Quote from: Dark Lightning on September 22, 2018, 11:48:57 PM
This all reminds me of teaching magnetostatics in high school many years ago. One of the experiments the kids did was to place a compass inside a tuna can and observe what happens. The iron shields the magnet, and when you move it around, it does not track on the earth's magnetic poles. Two of the boys had a compass that pointed E-W instead of N-S. I had no explanation except that it had possibly been demagnetized and remagnetized across the short way (which makes no sense, BTW- that small a magnetic moment wouldn't have been useful for navigation). The following summer, when going through the cabinets doing general cleanup and looking for whatever apparatus was in them that I could use, I found the cause. There was an immensely strong magnet in the cabinet below where those two were working! That magnet was so strong that if one put a steel ball on it, one could barely pull it off. I worked that into the magnetostatics lecture in the ensuing year. Lots of fun, watching the boys, all macho, trying to get the steel ball off it!

Good story, DL.

I am passing some magets onto to a nrighbour's grandson - better he picks up some knowledge from playing with them rather than they lay aroundnin my drawers and boxes of stuff. At 7yo he is heavily into Leggo so perhaps a budding engineer or scientist. He only gets the weaker and spherical ones, plus a horseshoe, 'cos the powerful rectangular neodymium ones hurt me if I get skin caught between them!

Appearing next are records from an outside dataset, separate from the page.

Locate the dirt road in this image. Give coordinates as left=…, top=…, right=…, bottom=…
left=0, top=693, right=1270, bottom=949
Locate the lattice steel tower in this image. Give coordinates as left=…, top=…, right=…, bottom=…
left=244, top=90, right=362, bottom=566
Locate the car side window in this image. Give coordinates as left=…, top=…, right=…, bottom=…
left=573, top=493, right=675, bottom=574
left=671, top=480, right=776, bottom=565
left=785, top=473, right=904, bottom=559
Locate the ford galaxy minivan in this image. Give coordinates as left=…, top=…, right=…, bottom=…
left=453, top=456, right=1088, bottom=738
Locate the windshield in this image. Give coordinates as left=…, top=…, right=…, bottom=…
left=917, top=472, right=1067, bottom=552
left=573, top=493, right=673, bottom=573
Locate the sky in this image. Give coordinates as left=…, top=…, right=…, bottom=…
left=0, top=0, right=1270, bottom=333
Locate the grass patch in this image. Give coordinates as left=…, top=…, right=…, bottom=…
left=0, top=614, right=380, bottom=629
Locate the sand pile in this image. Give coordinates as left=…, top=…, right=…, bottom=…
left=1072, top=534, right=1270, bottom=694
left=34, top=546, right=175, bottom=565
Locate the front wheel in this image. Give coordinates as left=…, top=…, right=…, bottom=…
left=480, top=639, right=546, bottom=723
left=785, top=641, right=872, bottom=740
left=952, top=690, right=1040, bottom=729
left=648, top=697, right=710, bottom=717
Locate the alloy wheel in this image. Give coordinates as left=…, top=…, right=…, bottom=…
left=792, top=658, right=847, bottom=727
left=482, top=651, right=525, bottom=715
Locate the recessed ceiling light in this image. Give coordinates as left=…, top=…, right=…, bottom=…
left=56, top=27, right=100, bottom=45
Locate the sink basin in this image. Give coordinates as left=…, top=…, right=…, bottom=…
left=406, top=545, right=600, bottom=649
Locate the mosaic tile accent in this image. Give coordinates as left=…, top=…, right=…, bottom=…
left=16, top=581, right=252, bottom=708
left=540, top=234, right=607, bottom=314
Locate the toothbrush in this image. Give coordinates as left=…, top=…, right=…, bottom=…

I thought about a compass, I had a never-used trekking compass somewhere and dug it out. The needle was half painted with  "luminous" paint and I assumed that was the north seeking end. Uh-uh, it was the south seeking one, the "blued" end pointed north.

It was during this period that I discovered, much to my surprise that it had not been taught or occured to me as a kid, that the Earth's North Pole is actually a magnetic south pole!

Tomorrow is precious, don't ruin it by fouling up today.
Passed Monday 10th Dec 2018 age 74

Dave

I have a "Brooke's Light Mill", aka radiometer, thst I bought about 15 years ago. Entropy rules so, eventually, even the hard needle bearing and the glass cup that rests on it wears a bit, increasing "stiction" and all through the very sunny summer it would not work without a tap.

Now, in the cooler almost fall sun, it trundles quite happily at any half decent bit of shiny stuff. The only thing I can think of is that the high, dummer, dun hits its vanes st an rather acute angle. Looking at the shadows at the moment the light angle is just about 45o.

Do I need to make a black body and use my IR thermometer to measure its temperature and get the big protractor from upstairs to measure the angle. Maybe a laser/detector to attach to my 'scope to count the rotational frequency of the vanes, taking readings every hour . . .

Oh, maybe when I feel better (if it is still sunny then).
Tomorrow is precious, don't ruin it by fouling up today.